The Patagones call the Supreme Being Soychu, a word which is said to express that which cannot be seen, which is worthy of all veneration, and which is out of the world. They may thus explain the word; but it cannot contain this meaning; it is a definition of what they mean, and apparently not such as a savage would give. The dead they call Soychuhet; they who are with God, and out of the world.

The Puelches, Picunches, and Moluches have no name for God. Their prayers are made to the sun, whom they regard as the giver of all good. A Jesuit once admonished them to worship that God who created all things, and this orb among the rest; but they replied, they had never known any thing greater or better than the sun. - Dobrizhoffer, t. ii. p. 100.

The most remarkable mode of superstition I remember to have met with is one which is mentioned by the Bishop of Santa Marta, in his History of the Nuevo Reyno de Granada. He tells us, that "the Pijaos of the Nuevo Reyno worshipped nothing visible or invisible, except the spirits of those whom they killed for the purpose of deifying them. For they thought that if an innocent person were put to death he became a god, and in that capacity would be grateful to those who were the authors of his apotheosis. For this reason they used to catch strangers and kill them; not thinking one of their own horde, or of their enemies, could be esteemed innocent, and therefore fitting. A woman or a child would do.

But after a few months they held it necessary to make a

new god, the old one either having lost his power, or changed his place, or perhaps by that time discharged himself of his debt of gratitude.”— Piedrahita, p. 12.

And once there was a way to that good land,
For in mid-earth a wonderous Tree there grew.

Canto II. st. 33.

Los Mocobis fingian un Arbol, que en su idioma llamaban Nalliagdigua, de altura tan desmedida que llegaba desde la tierra al cielo. Por el de rama en rama ganando siempre maior elevacion subian las almas á pezcar de un rio y lagunas muy grandes, que abundaban de pescado regaladisimo. Pero un dia que el alma de una Vieja no pudo pescar cosa alguna, y los pescadores la negaron el socorro de una limosna para su mantenimiento, se irritó tanto contra la nacion Mocobi que, transfiguranda en Capiguara tomó el exercicio de roer el Arbol por donde subian al cielo, y no desistió hasta derribarlo en tierra con increible sentimiento y dano irreparable de toda la nacion.

This legend is contained in a manuscript history of Paraguay, the Rio de la Plata, and Tucuman.
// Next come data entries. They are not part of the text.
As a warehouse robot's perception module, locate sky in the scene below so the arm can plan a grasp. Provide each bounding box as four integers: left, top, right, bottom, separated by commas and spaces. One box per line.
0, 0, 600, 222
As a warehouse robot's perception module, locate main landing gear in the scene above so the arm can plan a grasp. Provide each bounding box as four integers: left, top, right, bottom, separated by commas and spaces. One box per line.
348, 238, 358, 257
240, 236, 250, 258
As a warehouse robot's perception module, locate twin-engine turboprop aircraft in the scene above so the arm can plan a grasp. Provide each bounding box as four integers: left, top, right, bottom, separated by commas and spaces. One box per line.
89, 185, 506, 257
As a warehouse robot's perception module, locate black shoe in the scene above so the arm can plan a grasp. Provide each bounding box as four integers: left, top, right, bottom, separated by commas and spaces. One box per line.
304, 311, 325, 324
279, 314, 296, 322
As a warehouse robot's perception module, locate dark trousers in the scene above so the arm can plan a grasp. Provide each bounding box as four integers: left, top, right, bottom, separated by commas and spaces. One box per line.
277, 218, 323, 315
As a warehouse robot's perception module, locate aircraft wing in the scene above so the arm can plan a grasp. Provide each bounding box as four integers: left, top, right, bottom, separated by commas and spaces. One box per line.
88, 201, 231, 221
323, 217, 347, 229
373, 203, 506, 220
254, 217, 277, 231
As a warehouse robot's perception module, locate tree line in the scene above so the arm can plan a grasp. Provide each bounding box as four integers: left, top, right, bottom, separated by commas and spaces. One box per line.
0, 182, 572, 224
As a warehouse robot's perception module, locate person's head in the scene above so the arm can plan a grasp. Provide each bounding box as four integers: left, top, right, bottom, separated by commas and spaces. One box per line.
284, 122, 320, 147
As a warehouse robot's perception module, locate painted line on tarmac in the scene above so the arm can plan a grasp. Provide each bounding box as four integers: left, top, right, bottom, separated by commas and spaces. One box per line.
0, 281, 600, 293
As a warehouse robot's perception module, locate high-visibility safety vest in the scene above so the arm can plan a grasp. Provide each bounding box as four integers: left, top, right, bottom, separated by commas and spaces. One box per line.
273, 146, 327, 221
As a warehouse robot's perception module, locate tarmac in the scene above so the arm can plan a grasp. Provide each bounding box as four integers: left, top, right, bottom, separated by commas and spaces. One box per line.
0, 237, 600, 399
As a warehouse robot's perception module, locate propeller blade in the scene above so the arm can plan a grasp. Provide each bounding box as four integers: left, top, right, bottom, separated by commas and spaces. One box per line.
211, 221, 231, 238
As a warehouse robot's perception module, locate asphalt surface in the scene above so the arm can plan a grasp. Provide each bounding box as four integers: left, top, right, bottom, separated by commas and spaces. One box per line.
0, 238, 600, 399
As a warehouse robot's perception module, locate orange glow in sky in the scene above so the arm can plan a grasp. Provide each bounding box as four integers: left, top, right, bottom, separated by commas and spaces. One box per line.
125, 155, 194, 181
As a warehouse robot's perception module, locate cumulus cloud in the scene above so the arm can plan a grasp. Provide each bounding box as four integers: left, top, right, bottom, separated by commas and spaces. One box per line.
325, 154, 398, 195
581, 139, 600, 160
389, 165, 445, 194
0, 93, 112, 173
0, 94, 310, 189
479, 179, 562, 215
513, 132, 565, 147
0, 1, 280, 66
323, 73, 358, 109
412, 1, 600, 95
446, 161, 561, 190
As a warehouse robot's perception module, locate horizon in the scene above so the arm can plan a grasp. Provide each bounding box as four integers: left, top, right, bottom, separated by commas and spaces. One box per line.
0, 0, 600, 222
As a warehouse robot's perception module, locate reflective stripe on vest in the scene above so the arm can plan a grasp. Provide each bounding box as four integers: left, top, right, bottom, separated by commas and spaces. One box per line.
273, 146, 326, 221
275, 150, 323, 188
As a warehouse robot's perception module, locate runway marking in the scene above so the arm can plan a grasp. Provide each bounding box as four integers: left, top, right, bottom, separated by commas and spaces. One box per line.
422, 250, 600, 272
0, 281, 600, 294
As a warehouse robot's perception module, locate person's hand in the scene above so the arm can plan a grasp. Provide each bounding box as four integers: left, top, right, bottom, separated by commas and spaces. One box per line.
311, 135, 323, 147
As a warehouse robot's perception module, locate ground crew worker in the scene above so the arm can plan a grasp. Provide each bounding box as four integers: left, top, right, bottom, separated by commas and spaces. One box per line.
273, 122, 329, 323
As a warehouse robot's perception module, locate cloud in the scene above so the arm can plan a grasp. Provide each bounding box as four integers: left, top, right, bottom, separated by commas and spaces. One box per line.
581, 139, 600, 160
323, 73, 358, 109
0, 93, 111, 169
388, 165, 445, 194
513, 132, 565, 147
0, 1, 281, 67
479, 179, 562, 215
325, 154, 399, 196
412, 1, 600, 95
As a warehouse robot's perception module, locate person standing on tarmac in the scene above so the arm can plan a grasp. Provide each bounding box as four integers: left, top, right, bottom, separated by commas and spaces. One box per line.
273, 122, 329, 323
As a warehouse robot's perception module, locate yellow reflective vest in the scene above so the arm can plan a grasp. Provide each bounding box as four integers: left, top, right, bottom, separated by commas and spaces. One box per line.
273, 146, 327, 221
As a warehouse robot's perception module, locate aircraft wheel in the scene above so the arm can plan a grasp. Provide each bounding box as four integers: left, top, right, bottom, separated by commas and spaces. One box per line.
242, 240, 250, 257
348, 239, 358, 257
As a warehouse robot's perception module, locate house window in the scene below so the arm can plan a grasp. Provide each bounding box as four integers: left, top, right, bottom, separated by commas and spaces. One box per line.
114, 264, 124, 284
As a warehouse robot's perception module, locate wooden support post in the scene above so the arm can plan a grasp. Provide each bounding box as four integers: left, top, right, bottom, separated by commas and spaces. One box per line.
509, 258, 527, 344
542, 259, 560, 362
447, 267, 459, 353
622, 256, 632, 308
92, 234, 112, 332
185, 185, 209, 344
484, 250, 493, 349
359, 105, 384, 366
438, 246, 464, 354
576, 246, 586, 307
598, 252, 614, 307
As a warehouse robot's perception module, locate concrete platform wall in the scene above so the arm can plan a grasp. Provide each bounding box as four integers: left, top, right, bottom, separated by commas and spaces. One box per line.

For the use of the first volume (a transcript of which is in my possession), I am beholden, as for other civilities of the same kind, to Mr. Thomas Kinder. This portion of the work contains a good account of the native tribes; the second volume contains the historical part; but when Mr. Kinder purchased the one at Buenos Ayres, the other was on its way to the United States, having been borrowed from the owner by an American, and not returned. Fortunately the subjects of the two volumes are so distinct that each may be considered as a complete work; and have referred, in the history of Brazil, to that which I possess, by the title of Noticias del Paraguay, &c.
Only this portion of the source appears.